Reputation: 51
I am a new user to numpy and I was using numpy delete, where it mention that to delete horizontal row we should use axis=0 but in other documentation of numpy glossary, it says horizontal axis is 1. It would be great if someone can let me know what is wrong in my understanding.
Upvotes: 3
Views: 3589
Reputation: 8608
An array is a systematic way of structuring numbers in grids of any dimensionality. The grid directions have labels, and these labels come from a convention of how new dimensions are added to a grid.
Here's the convention:
The simplest such grid is a 0-dimensional (0D) array, which has no axes
and can only hold a scalar. This is a 0D array:
42
If we start putting scalars into a list we get a 1D array. This new grid only has one axis, and if we want to label that axis with a number, we better start with something simple - like axis=0
! A 1D array could be:
# ----0--->
[42, π, √2]
Now we want to create an array of 1D arrays, which will give us a 2D array.
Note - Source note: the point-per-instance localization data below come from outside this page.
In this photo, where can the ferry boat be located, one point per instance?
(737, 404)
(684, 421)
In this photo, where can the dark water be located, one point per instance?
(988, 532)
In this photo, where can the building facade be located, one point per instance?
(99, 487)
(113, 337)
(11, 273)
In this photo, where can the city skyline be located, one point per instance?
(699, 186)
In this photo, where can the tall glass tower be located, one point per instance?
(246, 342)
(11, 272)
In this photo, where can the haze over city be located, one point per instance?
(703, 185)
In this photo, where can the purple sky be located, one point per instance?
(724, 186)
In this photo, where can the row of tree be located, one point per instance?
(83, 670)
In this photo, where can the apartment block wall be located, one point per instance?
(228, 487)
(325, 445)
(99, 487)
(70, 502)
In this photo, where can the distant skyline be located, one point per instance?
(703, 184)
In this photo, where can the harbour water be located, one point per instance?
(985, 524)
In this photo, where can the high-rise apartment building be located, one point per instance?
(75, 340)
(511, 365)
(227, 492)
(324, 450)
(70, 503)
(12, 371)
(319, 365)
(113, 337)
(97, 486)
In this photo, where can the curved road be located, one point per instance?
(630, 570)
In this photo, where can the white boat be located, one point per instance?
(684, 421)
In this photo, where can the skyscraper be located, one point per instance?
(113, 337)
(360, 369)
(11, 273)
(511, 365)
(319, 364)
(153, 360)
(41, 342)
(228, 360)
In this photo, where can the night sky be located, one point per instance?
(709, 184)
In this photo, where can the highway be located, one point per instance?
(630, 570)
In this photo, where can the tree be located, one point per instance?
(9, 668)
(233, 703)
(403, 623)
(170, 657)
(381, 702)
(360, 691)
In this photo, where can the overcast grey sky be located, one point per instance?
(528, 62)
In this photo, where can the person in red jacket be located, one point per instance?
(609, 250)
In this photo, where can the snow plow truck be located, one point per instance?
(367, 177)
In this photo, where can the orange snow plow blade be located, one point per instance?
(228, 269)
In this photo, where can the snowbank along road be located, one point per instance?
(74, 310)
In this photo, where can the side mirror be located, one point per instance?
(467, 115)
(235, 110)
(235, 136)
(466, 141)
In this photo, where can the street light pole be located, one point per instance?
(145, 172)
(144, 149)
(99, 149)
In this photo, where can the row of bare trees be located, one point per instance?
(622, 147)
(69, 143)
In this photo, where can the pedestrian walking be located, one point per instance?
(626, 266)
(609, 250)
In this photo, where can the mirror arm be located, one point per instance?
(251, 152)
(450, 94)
The horizontal axis will still be 0, but the new vertical axis will get the next lowest number we know, axis=1
. Here's what it could look like:
# ----0---->
[[42, π, √2], # |
[1, 2, 3], # 1
[10, 20, 30]] # V
The true beauty is that this generalizes to infinity. If we need a box of numbers we'd create a 3D array by stacking 2D arrays, and the direction that traces the depth of the box would naturally have to be axis=2
. If we wanted a 4D array, we would just make a list of boxes (3D arrays), and call every box using an index along axis=3
. This can go on forever.
In NumPy:
Any function/method that takes an axis
-argument uses this convention. For a 2D array this means that doing something like np.delete(X, [1, 2, 3], axis=0)
will iterate over arrays extruded along the 0'th axis, to return X
without rows 1, 2 and 3. The same logic applies for getting values from an array.
X[rows_along_0th_axis, columns_along_1st_axis, ..., vectors_along_nth_axis]
Upvotes: 6
Reputation: 518
Taking from the links that you provided, here the excerpts from numpy delete and glossary that probably caused you some confusions and the clarification in the following.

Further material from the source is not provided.